Three Score and Ten is a joyous and historic 2-CD document of Peggy’s birthday concert, which was arranged by her three children – Neill and Calum MacColl, both professional producers and musicians, and their sister Kitty, a graphic designer and sometime backing vocalist on her mother’s recordings. Originally broadcast in abridged form by the BBC, the concert’s two full sets feature Peggy (vocals, guitar, banjo, English concertina, piano, autoharp) on traditional and original favorites (including her proto-feminist anthem “Gonna Be an Engineer”), new compositions (the post-911 political reflections “Cavemen” and “Home Sweet Home”), and three spoken poems (dedicated to her mother, her late husband, and her partner Irene Pyper-Scott, one of the evening’s musical participants on vocals and spoons). She also performs the classic “First Time Ever I Saw Your Face,” the song her future husband MacColl would write about their first meeting (and later a Grammy-winner and #1 US chart single for Roberta Flack in 1972.)
In this family event, presented several weeks prior to Peggy’s actual June 17 birth date, she shares the stage with her half-brother Pete Seeger, the international folk/activism icon, and brother Mike (solo artist, old-time music expert and New Lost City Ramblers member) in one of their rare appearances together and the first-ever recording of all three together. Pete is also featured on three solo numbers, including “Where Have All the Flowers Gone,” while Mike performs a solo “Quill Ditty.”
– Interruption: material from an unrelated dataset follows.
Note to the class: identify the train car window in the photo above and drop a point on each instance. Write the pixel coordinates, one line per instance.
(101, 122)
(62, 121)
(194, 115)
The contingent of UK guest musicians, aside from Peggy’s children and Pyper-Scott, includes the legendary folksinger and multi-instrumentalist Martin Carthy, his wife and performance partner Norma Waterson (also a member of the traditionally oriented Watersons), and their daughter, singer/fiddler Eliza Carthy, a solo artist in her own right. Contemporary singer/songwriter/activist Billy Bragg, a spiritual descendant of the Seeger/MacColl agit-folk tradition, duets with Peggy on a delightfully spontaneous “Darling Annie” and fronts the ensemble on “If You Want a Better Life.” Also on hand to lend instrumental support are accordionist Graham Henderson and percussionist James McNally (a latter-day member of The Pogues).
With folk music as one of the strongest ties that bind cultures, families and history, Three Score and Ten is an indelible, frequently rollicking and often moving testament to the living legacy of a great creative artist and that of her fellow musicians, family, friends and the traditions they celebrate and extend.